Wednesday, August 4, 2010

Can a "moral premise" be "art"?

A reader (John Conley) writes:

How true does the following Moral Premises seem to you?
1) "A Society that denounces Art and practices Falsehood collapses; but a society that celebrates Art and Truth flourishes."
Or simply put:

"Denouncing art and practicing falsehood leads to a collapsed society; but the celebrating art and practicing truth leads to a flourishing society."  
These have potential but (at face value) are problematic because of how people can casually interpret "art."  

Too many people interpret "art" as "whatever I like."  I had a friend that is an artist that had a show once that exhibited a number of paintings of a dark and grotesque society. They were depressing and I couldn't wait to leave the exhibit. On the other hand I have seen paintings and photography of the poor and homeless, and the artist has discovered the dignity of the person in the painting and  elevated the viewer's interpretation to one of hope.  (Bestow Hope!)

The Catechism of the Catholic Church helps us here understand why some art is popular and others are not. Where the art lifts up human dignity and truth people will flock to it:
Indeed, art is a distinctively human form of expression; beyond the search for the necessities of life which is common to all living creates ... art is a form of practical wisdom, uniting knowledge and skill, to give form to the TRUTH of REALITY in a language accessible to sight or hearing. ( CCC 2501. c.f.

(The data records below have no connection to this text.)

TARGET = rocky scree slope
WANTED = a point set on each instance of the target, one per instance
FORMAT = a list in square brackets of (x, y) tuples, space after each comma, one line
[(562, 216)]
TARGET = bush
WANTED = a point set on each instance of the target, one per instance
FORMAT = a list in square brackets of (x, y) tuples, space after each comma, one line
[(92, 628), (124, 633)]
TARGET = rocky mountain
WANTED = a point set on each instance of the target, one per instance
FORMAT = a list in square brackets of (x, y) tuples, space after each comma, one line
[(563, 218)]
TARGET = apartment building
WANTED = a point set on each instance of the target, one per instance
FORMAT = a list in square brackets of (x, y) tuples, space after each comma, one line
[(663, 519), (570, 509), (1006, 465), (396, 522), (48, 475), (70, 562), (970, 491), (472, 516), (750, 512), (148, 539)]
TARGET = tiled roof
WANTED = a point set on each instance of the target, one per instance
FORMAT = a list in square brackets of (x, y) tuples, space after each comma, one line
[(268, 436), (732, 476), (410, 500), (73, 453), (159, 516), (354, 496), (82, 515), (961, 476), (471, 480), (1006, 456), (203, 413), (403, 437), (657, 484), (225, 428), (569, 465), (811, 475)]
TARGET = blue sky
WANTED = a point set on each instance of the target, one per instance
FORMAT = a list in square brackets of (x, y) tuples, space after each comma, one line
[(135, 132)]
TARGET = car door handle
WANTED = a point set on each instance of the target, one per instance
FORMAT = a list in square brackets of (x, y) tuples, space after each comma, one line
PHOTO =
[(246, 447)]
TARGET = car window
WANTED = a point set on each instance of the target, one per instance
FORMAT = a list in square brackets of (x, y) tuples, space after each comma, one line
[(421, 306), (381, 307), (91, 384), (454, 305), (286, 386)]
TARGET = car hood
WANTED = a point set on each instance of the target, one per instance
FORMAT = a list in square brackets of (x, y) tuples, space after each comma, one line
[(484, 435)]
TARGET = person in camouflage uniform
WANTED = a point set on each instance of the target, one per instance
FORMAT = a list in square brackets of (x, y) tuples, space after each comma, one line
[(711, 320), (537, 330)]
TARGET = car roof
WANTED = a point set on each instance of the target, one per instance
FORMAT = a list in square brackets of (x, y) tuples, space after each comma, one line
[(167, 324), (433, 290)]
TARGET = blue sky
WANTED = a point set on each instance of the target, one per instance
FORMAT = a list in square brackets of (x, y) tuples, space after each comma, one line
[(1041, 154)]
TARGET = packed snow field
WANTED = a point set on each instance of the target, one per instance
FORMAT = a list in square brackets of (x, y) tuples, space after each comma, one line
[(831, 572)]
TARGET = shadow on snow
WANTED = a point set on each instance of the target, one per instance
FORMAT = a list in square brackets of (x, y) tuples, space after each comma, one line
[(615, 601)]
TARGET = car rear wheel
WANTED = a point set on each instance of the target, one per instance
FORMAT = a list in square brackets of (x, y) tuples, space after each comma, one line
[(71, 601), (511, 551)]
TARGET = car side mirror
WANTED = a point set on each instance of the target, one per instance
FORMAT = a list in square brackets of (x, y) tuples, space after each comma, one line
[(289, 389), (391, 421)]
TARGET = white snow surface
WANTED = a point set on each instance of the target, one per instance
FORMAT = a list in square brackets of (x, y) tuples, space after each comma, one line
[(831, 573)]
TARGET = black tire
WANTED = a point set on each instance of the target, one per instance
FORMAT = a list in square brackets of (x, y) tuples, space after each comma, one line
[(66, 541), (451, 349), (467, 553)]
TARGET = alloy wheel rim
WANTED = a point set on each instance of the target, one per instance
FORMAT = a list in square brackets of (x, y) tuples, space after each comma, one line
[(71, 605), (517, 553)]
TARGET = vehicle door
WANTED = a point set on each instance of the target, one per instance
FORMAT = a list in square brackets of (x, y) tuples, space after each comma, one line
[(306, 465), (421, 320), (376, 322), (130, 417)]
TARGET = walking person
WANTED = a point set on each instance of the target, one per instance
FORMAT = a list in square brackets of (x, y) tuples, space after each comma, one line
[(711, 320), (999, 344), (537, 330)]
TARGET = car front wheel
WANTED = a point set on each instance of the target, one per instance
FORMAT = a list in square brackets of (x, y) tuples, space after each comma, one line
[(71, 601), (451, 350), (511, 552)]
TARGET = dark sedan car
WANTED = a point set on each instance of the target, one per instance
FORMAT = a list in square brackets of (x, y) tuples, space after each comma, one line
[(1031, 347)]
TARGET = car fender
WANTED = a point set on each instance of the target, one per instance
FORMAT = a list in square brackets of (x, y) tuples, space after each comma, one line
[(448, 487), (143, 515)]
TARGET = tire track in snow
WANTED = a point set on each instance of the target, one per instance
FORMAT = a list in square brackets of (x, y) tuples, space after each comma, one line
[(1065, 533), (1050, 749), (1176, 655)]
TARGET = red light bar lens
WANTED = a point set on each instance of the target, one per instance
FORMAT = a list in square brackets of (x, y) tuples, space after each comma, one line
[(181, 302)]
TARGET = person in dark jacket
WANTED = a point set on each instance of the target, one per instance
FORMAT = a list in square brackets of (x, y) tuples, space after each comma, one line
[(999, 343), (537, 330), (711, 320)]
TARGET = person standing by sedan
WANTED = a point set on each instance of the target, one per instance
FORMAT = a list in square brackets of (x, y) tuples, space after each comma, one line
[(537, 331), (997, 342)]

CCC 2500-2513)
As artists (screenwriters are artists) we seek what is good, true, AND BEAUTIFUL... not just because such works have an opportunity at box office success, but also because working on such things gives us a healthy satisfaction that our life counts for something meaningful to others. 

So, John,  in that respect, if "art" is presented in that uplifting and dignified manner, your statements ring true. I'd also be careful that the virtue and vice are true psychological values and not physical acts, and that the moral premise statement can be easily applied to an individual as well as society. So, I might  revise the statements in this way:

The demeaning of true art, leads to falsehoods, which leads to collapse;
but elevating true art, leads to truth, which leads to vitality.

J.C. also asked if this moral premise statement sounded true:
"Leaving your health in the hands of others leads to death; but taking your health into your own hands leads to life."
Yes it does. It is very similar to the moral premise statement I came up with for A BEAUTIFUL MIND:

Depending only on others for our well-being leads to impotency; but
Taking personal responsibility for our well-being leads to productivity

Thanks for the good questions, J.C.... they get me to blog.